Он с детства мечтал увидеть Англию; Лондон и Париж светили ему в пути, как два Фаросских маяка. Здесь, достигнув западного предела европейской карты, Карамзин то и дело их сравнивает. Обаяние французской столицы при этом скоро проходит.

…там роскошь и бедность в вечной противоположности, здесь единообразие общего достатка.

Это комплимент Лондону. Карамзин старается смотреть вокруг деловым человеком — дело здесь налажено как будто машинно идеально. Биржа, жужжащая как большой мотор, Сити, пускающий по всему свету экономическую энергию Англии, всюду рои чёрных, как мухи, дельцов, в нижних этажах сверкающие богатством лавки, торжество честной торговли, деньги, деньги, деньги, которые тут «географически» уместны.

…хвалим прекрасную выдумку денег, которые столько чудес производят в свете.

Вот характерное чудо: англичане просвещенны, оттого что достаток свой не боятся пустить на просвещение. Жадность, сама себя поборающая: чудо.

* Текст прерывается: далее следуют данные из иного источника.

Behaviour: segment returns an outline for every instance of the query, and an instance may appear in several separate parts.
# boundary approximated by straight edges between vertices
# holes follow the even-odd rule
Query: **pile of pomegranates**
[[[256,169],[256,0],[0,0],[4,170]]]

Скоро за этим сверкающим фасадом (злато светит неустанно через густой, как войлок, лондонский туман) обнаруживается другое чудо, невидимое: разумное устройство жизни, твёрдо налаженный мотор бытия.

С первых шагов по «золотому острову» Карамзин следит за всяким здешним механизмом, наблюдает с холодным одобрением за тем, как сходятся одна с другой идеальные английские шестерёнки.

Сразу видимы: гладкие, как стол, дороги, станции, любовно ухоженные, точно игрушки в богатой детской, кружевные мосты, плотины, твёрдо сцепившие каменные пальцы; в порту хитроумно устроенный кран, в замке на берегу — медная пушка длиной в три сажени, которую тут называют карманным пистолетом королевы Елисаветы. Не сразу, но очень ощутимо выражает себя инженерия пространства, устроенного корпускулярно, по предметно, где каждая составляющая частица хороша сама по себе, точно мельчайший островок большого английского архипелага.

Иначе не могли устроить свой мир островитяне!

Их красно кирпичное царство — оно и теперь довольно кубовато — собрано, в самом деле, по кирпичику, и каждый виден.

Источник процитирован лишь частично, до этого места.